Barmhartigheid / goedheid
Het Hebreeuwse woord voor barmhartigheid is verwant aan het He-breeuwse woord voor baarmoeder. Zoals kinderen in de baarmoeder groeien, zo mogen mensen groeien in de veilige omarming van God.
Barmhartigheid is dus een houding van meeleven, meelijden.





Bij de tekst

Maria en Elisabet

Lucas beschreef wat God doet bij mensen die openstaan en ontvankelijk zijn voor zijn aanwezigheid: ze worden aandachtig en attentievol voor hun medemens - een houding die ook bij Jezus terug te vinden is.



Lied

Toen Maria vernam dat ze een kindje zou krijgen, zong ze een lied dat men tot op vandaag zingt. Het lijkt op een psalm. Psalmen zijn liederen die men vroeger in de tempel zong om God te loven, te prijzen of om Hem hulp en redding te vragen.

Waarschijnlijk zong Maria dit lied niet echt. Daarvoor lijkt het teveel op het lied dat Hanna, de moeder van Samuel zou gezongen hebben toen ze hoorde dat ze een zoontje zou krijgen. Maar het heeft wel de sfeer waarin de eerste christenen in Jezus geloofden.

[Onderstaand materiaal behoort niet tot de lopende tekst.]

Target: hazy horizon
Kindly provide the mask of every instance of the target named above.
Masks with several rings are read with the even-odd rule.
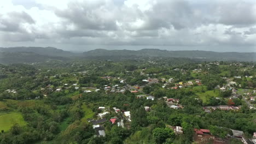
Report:
[[[0,47],[256,52],[252,0],[6,0],[0,8]]]

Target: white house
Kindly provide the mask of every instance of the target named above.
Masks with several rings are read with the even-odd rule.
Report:
[[[102,113],[100,113],[98,114],[98,116],[99,117],[100,117],[101,118],[102,118],[102,117],[103,117],[106,115],[108,114],[108,113],[109,113],[109,112],[108,111],[106,111],[106,112],[102,112]]]
[[[154,100],[154,99],[155,99],[155,97],[154,97],[153,96],[149,96],[149,97],[147,97],[147,99],[149,99],[149,100]]]
[[[105,110],[105,107],[100,106],[100,107],[98,107],[98,109],[102,110]]]
[[[124,115],[128,118],[128,121],[131,122],[131,113],[130,111],[125,111]]]

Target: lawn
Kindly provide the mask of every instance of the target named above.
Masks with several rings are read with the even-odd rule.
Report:
[[[0,110],[7,109],[8,106],[3,102],[0,101]]]
[[[0,130],[8,131],[15,123],[25,125],[26,123],[21,114],[16,112],[2,114],[0,115]]]
[[[207,91],[205,93],[199,92],[196,94],[202,100],[203,103],[206,103],[211,97],[218,97],[218,91],[216,91],[215,92],[214,91]]]
[[[82,107],[84,112],[84,116],[82,118],[82,121],[83,122],[87,122],[88,118],[92,118],[94,117],[94,112],[85,104],[83,104]]]
[[[60,125],[60,129],[61,131],[64,131],[68,127],[69,124],[68,123],[68,121],[69,120],[69,118],[67,118],[61,123]]]

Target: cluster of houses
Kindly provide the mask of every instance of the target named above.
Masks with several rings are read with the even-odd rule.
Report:
[[[127,122],[131,122],[131,113],[130,111],[124,111],[121,112],[119,109],[115,107],[112,108],[114,111],[117,113],[121,112],[124,116],[121,117],[124,117],[126,119]],[[102,111],[101,113],[99,113],[97,115],[98,119],[89,119],[88,122],[92,124],[92,127],[95,129],[96,135],[97,136],[106,136],[105,128],[104,127],[104,123],[108,121],[112,124],[117,124],[118,127],[121,127],[122,128],[125,127],[124,123],[124,119],[119,119],[117,117],[111,117],[109,120],[107,119],[106,116],[107,115],[109,114],[110,112],[107,111],[107,109],[104,106],[100,106],[98,110]]]
[[[179,104],[179,99],[178,99],[167,98],[167,97],[164,97],[162,98],[166,100],[166,104],[170,108],[173,109],[183,108],[182,106]]]
[[[222,110],[238,110],[240,109],[240,106],[226,106],[226,105],[219,105],[216,106],[206,106],[203,107],[205,111],[206,112],[210,112],[211,110],[216,110],[217,109],[220,109]]]
[[[7,92],[8,93],[16,93],[17,91],[16,91],[16,89],[7,89],[4,91],[4,92]]]
[[[106,92],[110,92],[111,93],[124,93],[125,91],[125,87],[120,87],[118,85],[115,85],[112,87],[108,86],[108,85],[104,86],[104,90]]]

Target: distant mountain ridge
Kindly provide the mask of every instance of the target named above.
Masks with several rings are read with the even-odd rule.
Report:
[[[256,61],[256,52],[218,52],[205,51],[168,51],[159,49],[107,50],[96,49],[84,52],[85,56],[150,56],[204,58],[208,61]]]
[[[29,62],[46,61],[46,59],[70,59],[73,58],[90,59],[98,57],[123,57],[131,59],[140,57],[184,57],[199,58],[205,61],[236,61],[256,62],[256,52],[217,52],[205,51],[169,51],[159,49],[146,49],[139,50],[95,49],[83,53],[74,53],[53,47],[0,47],[0,60],[21,62],[24,61],[22,56],[27,57]],[[15,58],[15,56],[17,58]],[[33,58],[34,58],[34,61]],[[14,60],[9,59],[14,58]],[[2,59],[2,60],[1,60]],[[18,59],[21,59],[19,61]],[[22,60],[23,59],[23,60]],[[1,61],[0,61],[1,62]],[[9,62],[8,62],[9,63]]]
[[[0,52],[0,63],[34,63],[55,61],[67,61],[69,58],[40,55],[33,52]]]
[[[61,49],[53,47],[0,47],[0,52],[33,52],[40,55],[54,57],[72,57],[75,55],[75,53],[69,51],[63,51]]]

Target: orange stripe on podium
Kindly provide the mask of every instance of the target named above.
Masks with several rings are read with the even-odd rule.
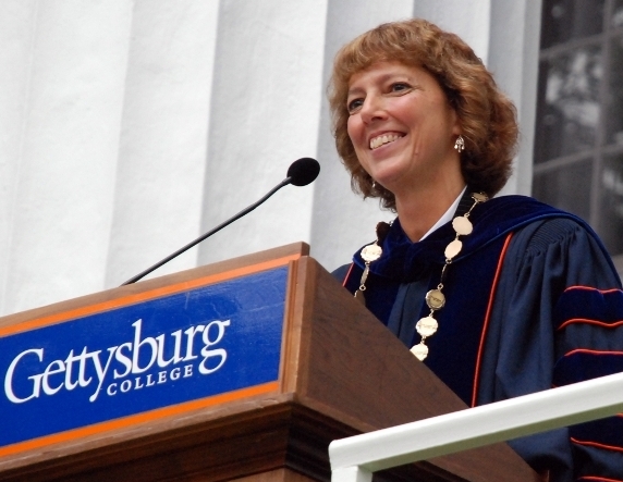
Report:
[[[156,410],[147,411],[144,413],[137,413],[121,419],[96,423],[94,425],[69,430],[66,432],[56,433],[53,435],[46,435],[39,438],[33,438],[30,441],[20,442],[16,444],[8,445],[5,447],[0,447],[0,457],[5,457],[8,455],[14,455],[21,452],[45,447],[46,445],[71,442],[76,438],[86,437],[89,435],[96,435],[98,433],[108,432],[111,430],[124,429],[127,427],[136,425],[138,423],[156,421],[164,417],[181,415],[186,411],[197,410],[200,408],[213,407],[216,405],[225,404],[228,401],[234,401],[242,398],[247,398],[254,395],[264,395],[271,392],[277,392],[278,390],[279,390],[279,382],[269,382],[269,383],[264,383],[261,385],[249,386],[248,388],[242,388],[242,390],[236,390],[234,392],[228,392],[221,395],[215,395],[208,398],[186,401],[180,405],[158,408]]]
[[[176,283],[169,286],[163,286],[156,289],[150,289],[143,293],[136,293],[134,295],[127,295],[120,298],[111,299],[109,301],[102,301],[95,305],[89,305],[83,308],[76,308],[74,310],[63,311],[62,313],[50,314],[48,317],[37,318],[35,320],[24,321],[22,323],[0,327],[0,336],[7,336],[15,333],[25,332],[28,330],[34,330],[36,327],[52,324],[59,321],[69,321],[81,317],[86,317],[88,314],[99,313],[102,311],[112,310],[114,308],[121,308],[129,305],[135,305],[141,301],[147,301],[149,299],[161,298],[167,295],[172,295],[175,293],[194,289],[200,286],[206,286],[210,284],[216,284],[219,282],[232,280],[240,276],[245,276],[247,274],[257,273],[260,271],[267,271],[272,268],[279,268],[286,265],[290,261],[301,258],[301,255],[291,255],[283,258],[277,258],[269,261],[264,261],[257,264],[252,264],[248,267],[236,268],[234,270],[223,271],[222,273],[211,274],[209,276],[198,277],[196,280],[184,281],[182,283]]]

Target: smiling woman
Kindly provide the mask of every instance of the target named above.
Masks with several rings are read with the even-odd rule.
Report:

Dit lied wordt genoemd naar het eerste woord in de Latijnse tekst ervan: ‘Magnificat’, letterlijk vertaald: ‘Maak groot’.

Het lied 'Magnificat' bezingt:
- de grote daden van God tegenover Maria
- de zorg van God voor zijn volk
- het einde van het onrecht
- de taak van de Messias

Die maatschappelijke betrokkenheid in dit lied, is in heel het evangelie volgens Lucas duidelijk zichtbaar.
In het Magnificat worden de gevestigde verhoudingen tussen arm en rijk omgekeerd.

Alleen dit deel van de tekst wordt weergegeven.